Perdi meu pai quando tinha quinze anos de idade. Até então, eu era um típico garoto chorão da classe média brasileira, mimado pela família com relevante frequência. A realidade dos outros, do mundo inteiro lá fora, era desconhecida pra mim. Problemas, frustrações, angústias. Tudo distante e insignificante, ignorado pela minha onipotência. Não fazia questão alguma de pesquisar e conhecer, pois nada poderia ser mais importante que meus videogames.
Mas aí, de uma hora pra outra, sem o velho presente, precisei aprender a fazer comida, lavar e passar roupa, limpar a casa, fazer compras no mercado, pagar contas no banco, correr atrás de ônibus e trens. Comecei a dar aulas de desenho só pra comprar meus próprios presentes. Não queria mais mimos de ninguém, nem pena.
Esses foram meus primeiros contatos com a realidade.
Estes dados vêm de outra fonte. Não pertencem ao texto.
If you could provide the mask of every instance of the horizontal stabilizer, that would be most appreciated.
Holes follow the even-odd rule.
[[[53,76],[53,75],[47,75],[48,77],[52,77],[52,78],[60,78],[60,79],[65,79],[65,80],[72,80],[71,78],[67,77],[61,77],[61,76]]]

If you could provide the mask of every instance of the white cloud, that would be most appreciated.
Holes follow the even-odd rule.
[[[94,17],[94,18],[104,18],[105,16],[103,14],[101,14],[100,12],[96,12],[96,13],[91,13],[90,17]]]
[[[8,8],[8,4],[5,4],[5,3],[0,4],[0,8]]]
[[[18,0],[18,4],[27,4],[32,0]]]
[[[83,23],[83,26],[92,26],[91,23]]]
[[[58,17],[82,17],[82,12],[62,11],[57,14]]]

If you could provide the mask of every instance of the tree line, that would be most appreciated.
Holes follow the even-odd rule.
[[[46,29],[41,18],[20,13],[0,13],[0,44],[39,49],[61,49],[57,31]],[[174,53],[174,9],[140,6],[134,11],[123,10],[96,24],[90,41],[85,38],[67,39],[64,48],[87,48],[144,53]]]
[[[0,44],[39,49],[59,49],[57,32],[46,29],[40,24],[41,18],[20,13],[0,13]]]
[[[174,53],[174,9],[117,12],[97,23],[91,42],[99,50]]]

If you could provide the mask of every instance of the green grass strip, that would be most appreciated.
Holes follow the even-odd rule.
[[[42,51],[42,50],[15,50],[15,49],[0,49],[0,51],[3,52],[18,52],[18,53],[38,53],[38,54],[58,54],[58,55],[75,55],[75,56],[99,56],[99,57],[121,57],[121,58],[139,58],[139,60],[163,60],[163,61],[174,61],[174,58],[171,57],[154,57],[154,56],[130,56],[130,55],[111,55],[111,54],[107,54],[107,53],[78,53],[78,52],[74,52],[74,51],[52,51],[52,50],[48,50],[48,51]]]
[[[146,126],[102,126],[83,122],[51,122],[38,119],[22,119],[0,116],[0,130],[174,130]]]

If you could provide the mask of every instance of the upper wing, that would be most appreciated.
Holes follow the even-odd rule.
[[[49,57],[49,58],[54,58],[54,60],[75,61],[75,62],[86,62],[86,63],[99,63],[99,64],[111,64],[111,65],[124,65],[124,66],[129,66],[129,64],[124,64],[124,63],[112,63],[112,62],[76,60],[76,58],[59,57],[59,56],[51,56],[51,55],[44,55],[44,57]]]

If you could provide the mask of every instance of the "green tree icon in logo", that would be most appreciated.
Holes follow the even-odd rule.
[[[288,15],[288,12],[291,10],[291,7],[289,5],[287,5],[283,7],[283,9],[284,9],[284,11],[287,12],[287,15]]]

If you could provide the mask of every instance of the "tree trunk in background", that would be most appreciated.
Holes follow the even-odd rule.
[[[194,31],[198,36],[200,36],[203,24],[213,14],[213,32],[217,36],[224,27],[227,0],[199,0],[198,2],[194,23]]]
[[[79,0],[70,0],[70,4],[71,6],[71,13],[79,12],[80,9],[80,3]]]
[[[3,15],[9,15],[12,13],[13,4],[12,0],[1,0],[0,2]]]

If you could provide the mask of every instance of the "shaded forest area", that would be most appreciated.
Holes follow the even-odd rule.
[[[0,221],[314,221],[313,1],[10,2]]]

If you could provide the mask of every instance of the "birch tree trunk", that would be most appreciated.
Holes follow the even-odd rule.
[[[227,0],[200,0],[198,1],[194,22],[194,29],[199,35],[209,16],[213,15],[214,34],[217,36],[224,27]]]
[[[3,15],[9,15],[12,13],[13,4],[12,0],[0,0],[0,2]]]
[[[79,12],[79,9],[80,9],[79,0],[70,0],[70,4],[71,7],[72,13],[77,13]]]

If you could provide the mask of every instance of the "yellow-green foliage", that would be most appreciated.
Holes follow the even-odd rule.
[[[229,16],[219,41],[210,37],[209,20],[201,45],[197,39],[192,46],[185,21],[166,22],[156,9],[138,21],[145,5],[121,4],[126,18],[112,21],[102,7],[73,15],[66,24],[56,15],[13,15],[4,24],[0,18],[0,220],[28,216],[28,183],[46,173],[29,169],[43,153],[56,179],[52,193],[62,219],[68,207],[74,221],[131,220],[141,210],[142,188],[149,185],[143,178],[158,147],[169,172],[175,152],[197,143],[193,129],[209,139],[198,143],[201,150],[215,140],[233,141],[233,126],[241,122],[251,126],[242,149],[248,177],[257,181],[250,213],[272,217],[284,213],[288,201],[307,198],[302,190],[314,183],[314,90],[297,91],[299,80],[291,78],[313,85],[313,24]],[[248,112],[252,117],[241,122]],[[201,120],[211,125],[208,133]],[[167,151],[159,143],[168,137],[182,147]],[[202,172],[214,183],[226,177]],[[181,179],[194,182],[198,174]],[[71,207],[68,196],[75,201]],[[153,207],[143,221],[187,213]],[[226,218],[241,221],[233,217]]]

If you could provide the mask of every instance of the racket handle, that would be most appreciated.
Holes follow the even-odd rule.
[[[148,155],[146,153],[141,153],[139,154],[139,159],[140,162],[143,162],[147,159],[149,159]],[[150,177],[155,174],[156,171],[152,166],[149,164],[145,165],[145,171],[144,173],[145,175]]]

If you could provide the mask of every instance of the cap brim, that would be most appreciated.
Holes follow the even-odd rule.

A verdadeira realidade, não aquela da minha bela história de margarina da infância. Então, assim é a vida
, pensava. Esse trabalhão fodido.
Queria meu pai de volta pra ser orientado. Abraçado. Chorava todos os dias por isso e viria a lutar por alguns meses contra algo semelhante a uma depressão. Contudo, foi nesse momento, pela primeira vez na minha ainda curta trajetória, que me coloquei no lugar de alguém.
Minha mãe chorava toda vez que eu chorava. Chorava quando me via sem vontade de comer ou quando minhas notas começaram a cair. Nessa situação, imaginei como ela estava se sentindo como viúva e como mãe, o quanto ela devia estar se sentindo desesperada por ter que criar um filho adolescente sozinha, sem seu amor ao lado. Sua insegurança só se agravava ao ver a minha melancolia.
Ao perceber que meu abatimento a afetava, eu jurei pra mim mesmo que nunca mais demonstraria fraqueza. Ao menos, na frente dela.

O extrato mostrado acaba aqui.